Wednesday, the family and their lawyer, Benjamin Crump, plan to rally for Justice in Atlanta on the steps of Georgia State Capitol.
“We are asking the governor and the leaders of the state of Florida to help get justice, to help the get the answers, to help them get the truth,” said Crump.
Kendrick's family believes there are too many inconsistencies surrounding his death. The family wants to know why some of Kendrick’s body parts were missing after the initial autopsy, and they are asking state leaders in Georgia to investigate the funeral director who handled the body.
In the latest fight to get answers, Kendrick’s parents, Kenneth and Jacqueline, filed a complaint against Harrington Funeral Home with the Georgia State Board of Funeral Service.
The Johnson's said they were never advised by the funeral home's director, Antonio Harrington, that Kendrick's vital organ's were missing after the funeral home received his body from the Georgia Bureau of Investigation Crime Lab.
The complaint, filed Tuesday, says that the GBI placed the 17-year-old's organs back into his body once his initial autopsy was completed.
“We were thinking that we buried our son, but we only buried half of our son.

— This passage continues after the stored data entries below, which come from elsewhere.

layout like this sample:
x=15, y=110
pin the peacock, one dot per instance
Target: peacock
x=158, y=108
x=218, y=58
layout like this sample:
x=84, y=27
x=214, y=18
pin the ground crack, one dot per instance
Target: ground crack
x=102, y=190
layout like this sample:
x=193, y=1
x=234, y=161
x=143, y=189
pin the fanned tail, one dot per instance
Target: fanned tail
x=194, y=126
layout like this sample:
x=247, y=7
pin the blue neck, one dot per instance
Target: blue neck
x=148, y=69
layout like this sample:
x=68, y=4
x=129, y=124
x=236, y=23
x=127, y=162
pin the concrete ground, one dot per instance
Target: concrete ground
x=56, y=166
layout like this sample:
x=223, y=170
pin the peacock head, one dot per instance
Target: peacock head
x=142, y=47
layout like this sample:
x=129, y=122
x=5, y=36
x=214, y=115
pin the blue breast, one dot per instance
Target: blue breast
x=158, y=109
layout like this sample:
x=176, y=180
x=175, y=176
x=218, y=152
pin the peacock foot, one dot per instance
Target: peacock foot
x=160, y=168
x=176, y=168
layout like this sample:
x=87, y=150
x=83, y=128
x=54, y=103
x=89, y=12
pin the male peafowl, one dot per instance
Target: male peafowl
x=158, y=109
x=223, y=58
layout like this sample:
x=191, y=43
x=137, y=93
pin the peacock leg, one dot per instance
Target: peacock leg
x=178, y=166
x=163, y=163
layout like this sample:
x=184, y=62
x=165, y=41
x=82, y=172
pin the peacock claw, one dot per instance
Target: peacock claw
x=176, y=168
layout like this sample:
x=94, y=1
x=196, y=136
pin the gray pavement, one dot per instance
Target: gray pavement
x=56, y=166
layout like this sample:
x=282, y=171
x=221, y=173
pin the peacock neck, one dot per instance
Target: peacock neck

When is the coincidence going to stop? His fingers going missing, his clothes go missing, all of his internal organs go missing. From the top of his head, down to his pelvis,” said Kenneth.
The Johnson's also accuse the funeral home of removing and destroying the organs as part of a cover-up to hide how Johnson died.
“We believe that solving this mystery will help us solve the ultimate mystery,” said Crump.
It’s a mystery and uncertainty around their son’s death that the Johnsons say they live with every day, and they are determined to get answers.
“My heart grieves every day for my son," Jacqueline said. "Tomorrow makes 11 months that my son has been murdered. We've had no answers from day one to now. We're asking the governor to help us to get justice."
The rally in Atlanta starts at 11 a.m. High profile civil rights leaders like Al Sharpton and Martin Luther King, III will be in attendance. The U.S. Attorney’s office is still reviewing the case, which could take up to two years to complete.